It is well established that when selecting from a pool of potentially redundant employees, employers are required to use objective selection criteria. How far does that objectivity extend when selecting for a newly created role?

The EAT considered this after an employer made four senior managers redundant and combined the roles into a new head of department position. The claimant was informed that his role was at risk and that he, along with his colleagues, was welcome to apply for the new role.

The claimant applied but was unsuccessful. He was interviewed and scored using ten competencies that his employer regularly used in the annual assessment process: creativity, challenge, speed, strategic focus, simplicity, self-control/empowerment, customer focus, crisis awareness, continuous innovation and teamwork/leadership. The internal candidate who was appointed to the head of department position was heavily involved in the next stage of the reorganisation which saw the creation of several new roles.
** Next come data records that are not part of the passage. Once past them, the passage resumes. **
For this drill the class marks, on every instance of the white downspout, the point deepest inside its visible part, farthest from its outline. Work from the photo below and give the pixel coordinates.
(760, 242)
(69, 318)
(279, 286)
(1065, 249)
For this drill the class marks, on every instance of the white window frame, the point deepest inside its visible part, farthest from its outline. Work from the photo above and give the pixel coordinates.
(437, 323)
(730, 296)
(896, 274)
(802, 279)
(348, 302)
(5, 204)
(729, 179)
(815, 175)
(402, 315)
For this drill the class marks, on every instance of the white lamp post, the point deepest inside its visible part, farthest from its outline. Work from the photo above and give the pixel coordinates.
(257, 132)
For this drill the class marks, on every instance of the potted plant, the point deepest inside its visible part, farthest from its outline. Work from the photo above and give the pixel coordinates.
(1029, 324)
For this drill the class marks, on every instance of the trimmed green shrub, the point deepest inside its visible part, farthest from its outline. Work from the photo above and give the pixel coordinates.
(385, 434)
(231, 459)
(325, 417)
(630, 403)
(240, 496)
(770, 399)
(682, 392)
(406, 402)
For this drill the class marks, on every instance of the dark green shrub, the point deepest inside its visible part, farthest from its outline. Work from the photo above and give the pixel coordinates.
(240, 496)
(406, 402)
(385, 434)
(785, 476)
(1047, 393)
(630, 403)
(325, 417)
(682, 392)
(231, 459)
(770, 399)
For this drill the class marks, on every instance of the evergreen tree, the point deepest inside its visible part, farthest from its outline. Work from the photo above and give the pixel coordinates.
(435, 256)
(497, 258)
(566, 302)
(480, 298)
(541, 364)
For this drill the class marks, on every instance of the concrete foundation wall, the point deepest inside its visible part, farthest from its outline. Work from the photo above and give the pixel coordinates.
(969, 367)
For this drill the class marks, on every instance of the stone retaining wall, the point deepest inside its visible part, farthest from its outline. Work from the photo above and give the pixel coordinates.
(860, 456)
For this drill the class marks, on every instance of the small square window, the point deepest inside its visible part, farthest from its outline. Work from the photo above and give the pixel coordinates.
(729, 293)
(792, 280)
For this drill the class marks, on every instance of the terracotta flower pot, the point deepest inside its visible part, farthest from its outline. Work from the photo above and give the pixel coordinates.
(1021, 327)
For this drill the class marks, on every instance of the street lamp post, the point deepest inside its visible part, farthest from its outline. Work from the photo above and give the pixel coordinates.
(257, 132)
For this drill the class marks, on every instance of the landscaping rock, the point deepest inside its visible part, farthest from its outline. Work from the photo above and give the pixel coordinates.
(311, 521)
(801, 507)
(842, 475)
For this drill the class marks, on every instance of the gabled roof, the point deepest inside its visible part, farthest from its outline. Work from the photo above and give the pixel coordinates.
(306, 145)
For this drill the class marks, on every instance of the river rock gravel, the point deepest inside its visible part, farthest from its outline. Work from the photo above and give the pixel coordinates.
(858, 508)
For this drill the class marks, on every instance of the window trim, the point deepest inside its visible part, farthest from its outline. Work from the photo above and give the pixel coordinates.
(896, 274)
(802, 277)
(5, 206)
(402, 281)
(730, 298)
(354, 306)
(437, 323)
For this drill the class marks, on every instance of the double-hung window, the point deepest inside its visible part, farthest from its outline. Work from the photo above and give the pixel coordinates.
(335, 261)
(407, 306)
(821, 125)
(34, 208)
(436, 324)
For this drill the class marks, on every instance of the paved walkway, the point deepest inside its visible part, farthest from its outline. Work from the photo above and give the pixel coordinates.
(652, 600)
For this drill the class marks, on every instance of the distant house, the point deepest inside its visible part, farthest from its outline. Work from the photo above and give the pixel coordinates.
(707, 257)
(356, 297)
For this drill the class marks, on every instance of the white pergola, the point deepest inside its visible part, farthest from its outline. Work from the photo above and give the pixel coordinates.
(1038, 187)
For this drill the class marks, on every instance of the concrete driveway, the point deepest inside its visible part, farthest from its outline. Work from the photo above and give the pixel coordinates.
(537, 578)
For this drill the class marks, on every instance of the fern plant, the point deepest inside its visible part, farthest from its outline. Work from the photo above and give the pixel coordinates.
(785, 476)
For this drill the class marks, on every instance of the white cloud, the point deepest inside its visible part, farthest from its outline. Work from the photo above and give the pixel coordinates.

One of the roles, which the claimant felt he was ideally suited for because it strongly resembled his old job, was that of Business Region Team Leader. He and another internal candidate were interviewed for the role, using the same scoring criteria, but neither was successful. The claimant was dismissed and an external candidate was appointed.

The claimant brought a claim for unfair dismissal, alleging that the failure to appoint him to a role for which he was so obviously qualified was "engineered" so that an external candidate known to management could be appointed.

An employment tribunal found the dismissal was unfair on the basis of the consultation process and that the employer's approach to alternative employment was flawed. The employer appealed to the EAT, which upheld the appeal.

In relation to consultation, the tribunal had been critical of the fact that the claimant was informed that a reorganisation would take place and found that this constituted 'informing rather than consulting'. However, the EAT could find nothing wrong with giving information at the first stage of consultation. The tribunal had also criticised the employer for failing to tell the claimant what the selection criteria were for the new head of department job in advance of the interview. The tribunal did not explain how this affected the fairness of the dismissal, and the EAT could not see that it had.

The tribunal had been critical of the fact that the claimant had not been told at the outset what would happen if he did not get the head of department job. The EAT did not consider this necessary, it was sufficient for the claimant to receive information in stages.

The EAT also found that the Tribunal had been wrong in its approach to alternative employment, and differentiated between selecting for redundancy (which must be objective) and the selection for an alternative role. Whilst a Tribunal will want to consider how far an interview process is objective, there is no obligation on an employer to use objective criteria in the context of an interview for alternative employment.